I feel as though I am entering a new stage in my life which is quite fitting as 2019 is coming to a close and the new decade is on the horizon.

I’m sharing this major growth point in my life with you because it is exactly what this blog is about. You have the opportunity to overcome the challenges you face and explore the joy of life.

 

 

 

Comfortable or helpful

You can’t always have both.

So it turns out that the thing that brings you the most comfort might also be incredibly unhelpful to your personal development. It could even be the main thing holding you back from living your dream life, a life of bliss.

But you get so caught up in the comfort of this habit that has grown on you and with you that you can’t even see how it is hindering your progress.

On the flip-side of this is helpful habits and actions. If you’ve never done them before they probably feel a little uncomfortable but that is to be expected. Despite, how these things may feel they’re actually good for you and following though with them will lead you to your dream life, a life of bliss.

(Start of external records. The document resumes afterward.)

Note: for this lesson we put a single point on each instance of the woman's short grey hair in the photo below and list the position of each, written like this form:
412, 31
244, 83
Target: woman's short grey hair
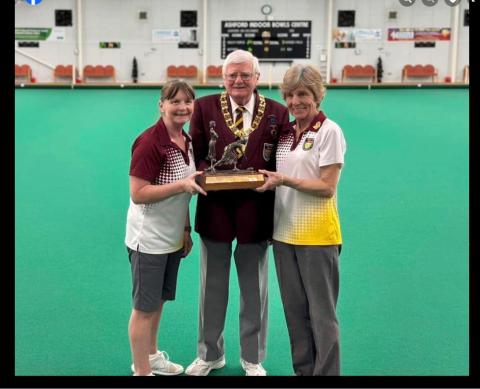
306, 76
241, 56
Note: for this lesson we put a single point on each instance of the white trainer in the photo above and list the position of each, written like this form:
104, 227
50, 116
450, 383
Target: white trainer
199, 367
161, 365
253, 368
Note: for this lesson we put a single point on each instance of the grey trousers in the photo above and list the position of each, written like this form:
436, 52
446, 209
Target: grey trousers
309, 283
252, 269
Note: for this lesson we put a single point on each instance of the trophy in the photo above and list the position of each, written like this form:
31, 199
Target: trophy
235, 178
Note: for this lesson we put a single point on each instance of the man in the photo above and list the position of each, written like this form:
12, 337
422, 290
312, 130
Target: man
244, 215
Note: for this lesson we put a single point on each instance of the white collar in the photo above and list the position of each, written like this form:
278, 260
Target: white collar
249, 106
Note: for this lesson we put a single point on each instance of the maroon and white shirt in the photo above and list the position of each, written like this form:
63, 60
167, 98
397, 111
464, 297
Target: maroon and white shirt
158, 228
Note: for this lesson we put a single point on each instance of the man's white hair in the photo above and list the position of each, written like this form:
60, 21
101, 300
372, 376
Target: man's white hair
241, 56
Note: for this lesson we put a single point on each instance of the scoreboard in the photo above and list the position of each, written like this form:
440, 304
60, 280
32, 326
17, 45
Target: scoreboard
268, 40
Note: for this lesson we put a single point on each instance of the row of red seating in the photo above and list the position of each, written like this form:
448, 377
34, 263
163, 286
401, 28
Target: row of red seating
214, 71
418, 71
23, 72
408, 71
99, 71
182, 71
359, 71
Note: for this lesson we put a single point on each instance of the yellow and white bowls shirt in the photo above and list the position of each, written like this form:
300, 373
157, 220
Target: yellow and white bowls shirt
302, 218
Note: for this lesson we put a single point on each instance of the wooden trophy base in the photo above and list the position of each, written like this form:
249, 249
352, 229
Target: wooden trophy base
229, 179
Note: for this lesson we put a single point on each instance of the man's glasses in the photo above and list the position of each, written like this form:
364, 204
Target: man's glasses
243, 76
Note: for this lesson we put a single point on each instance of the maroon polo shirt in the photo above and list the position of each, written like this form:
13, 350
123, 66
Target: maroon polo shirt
242, 214
156, 158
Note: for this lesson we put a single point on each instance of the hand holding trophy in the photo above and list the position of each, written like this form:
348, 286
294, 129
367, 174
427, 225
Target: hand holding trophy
234, 178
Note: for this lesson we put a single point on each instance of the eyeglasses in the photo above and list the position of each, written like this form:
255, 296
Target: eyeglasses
243, 76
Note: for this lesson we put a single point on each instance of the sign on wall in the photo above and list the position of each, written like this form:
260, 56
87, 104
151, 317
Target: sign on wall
165, 35
419, 34
39, 34
268, 40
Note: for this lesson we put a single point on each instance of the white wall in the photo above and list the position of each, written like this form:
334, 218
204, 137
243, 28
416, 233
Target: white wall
374, 14
117, 20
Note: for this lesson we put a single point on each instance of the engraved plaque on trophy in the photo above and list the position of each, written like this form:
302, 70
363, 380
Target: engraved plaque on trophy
235, 178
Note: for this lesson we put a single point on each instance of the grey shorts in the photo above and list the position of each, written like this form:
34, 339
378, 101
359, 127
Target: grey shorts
154, 278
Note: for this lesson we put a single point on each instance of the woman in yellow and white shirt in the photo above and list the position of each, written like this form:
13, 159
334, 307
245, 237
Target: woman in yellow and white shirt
307, 236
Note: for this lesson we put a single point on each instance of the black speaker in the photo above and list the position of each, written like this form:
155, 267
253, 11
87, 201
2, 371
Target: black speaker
188, 18
346, 18
63, 17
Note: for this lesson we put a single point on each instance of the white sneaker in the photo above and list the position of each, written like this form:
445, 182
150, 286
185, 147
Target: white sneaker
200, 367
161, 365
253, 368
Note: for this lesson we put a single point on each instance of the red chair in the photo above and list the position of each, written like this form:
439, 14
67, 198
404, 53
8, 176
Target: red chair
417, 71
62, 72
98, 72
359, 71
23, 72
191, 71
172, 71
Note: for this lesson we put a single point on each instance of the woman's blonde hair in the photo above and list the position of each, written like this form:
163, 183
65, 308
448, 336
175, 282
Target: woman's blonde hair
172, 87
306, 76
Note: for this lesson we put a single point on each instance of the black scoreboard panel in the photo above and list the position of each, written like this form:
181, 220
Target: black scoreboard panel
268, 40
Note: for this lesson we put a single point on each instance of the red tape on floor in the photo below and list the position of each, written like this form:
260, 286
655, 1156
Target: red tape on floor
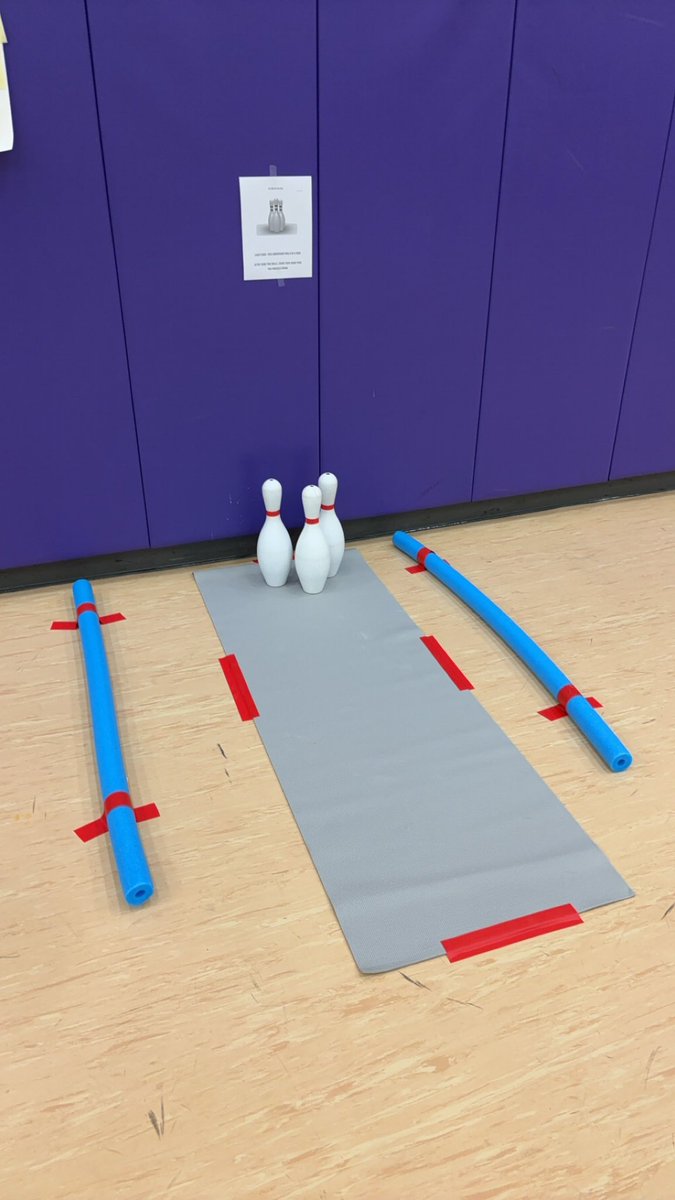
239, 688
95, 828
493, 937
102, 621
556, 711
444, 660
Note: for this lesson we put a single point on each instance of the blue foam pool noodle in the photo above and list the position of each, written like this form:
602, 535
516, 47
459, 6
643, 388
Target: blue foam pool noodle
603, 739
130, 857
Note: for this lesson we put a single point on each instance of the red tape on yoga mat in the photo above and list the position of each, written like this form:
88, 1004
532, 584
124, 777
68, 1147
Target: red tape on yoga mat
239, 688
481, 941
444, 660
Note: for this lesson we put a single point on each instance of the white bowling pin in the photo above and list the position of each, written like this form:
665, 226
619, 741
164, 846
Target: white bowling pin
275, 549
329, 523
312, 557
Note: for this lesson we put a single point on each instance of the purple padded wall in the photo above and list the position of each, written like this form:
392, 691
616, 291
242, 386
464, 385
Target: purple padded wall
225, 373
587, 123
412, 102
70, 483
645, 439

And so it’s a choice between short term discomfort for long-term joy or long-term comfort for long-term dissatisfaction.

The choice is yours.

The wrong time to apologise

Anytime you’re being yourself (within reason of course).

I recently had a situation where I considered apologising. In the end I didn’t.

Instead of saying ‘I’m sorry’, I clarified my thoughts on the situation with the other person. You see after giving it some thought I realised that an apology didn’t feel like the right thing to do.

Granted, I didn’t like how the situation turned out initially but it served as a learning curve, a growth point that I needed to experience.

In the grand scheme it was a small-scale misunderstanding, not something worth regretting.

I, you and we

I’m a personal journal/diary writer. It’s my trade of 10+ years and from doing that writing in first person using ‘I’ is something that comes naturally to me.

But when writing in a space for other people to read I’ve started to realise that unless I’m writing for you to get to know me then I should start using you or we.

And sometimes that means writing and then re-writing. But it’s not just about the use of I. It’s about having this space not feel like my journal (minus names and places).

But sometimes the use of I is necessary because I like to throw in bits of my life here and there so you know where I’m coming from rather than just throwing out things that are ‘helpful’.

Beyond repair

The point of no return where despite your deepest wishes you can’t go back.

But sometimes that’s exactly what we need, to reach a point where we have no choice but to let go and move on.

Up until that point you might find yourself doing everything and anything for the cause even at your own inconvenience in the hope that things are still salvageable.

You do it because deep down you’ve always wanted this to work out and letting go feels like giving up. But the truth is letting go is exactly what you need to do and that isn’t going to change.

The longer you wait, the harder it is and the more time you’ll end up wasting.

But if you still insist on trying to make things work you will eventually reach a point where the situation is beyond repair.

This thing you could have moved on from is now totally unfix-able but you’re still in it.

I’ve learnt something pretty useful that helps in situations like this and that is ‘maybe instead of trying to fix something that isn’t working for you, move on instead. It might be a difficult decision to make but it’ll pay off in the long run’.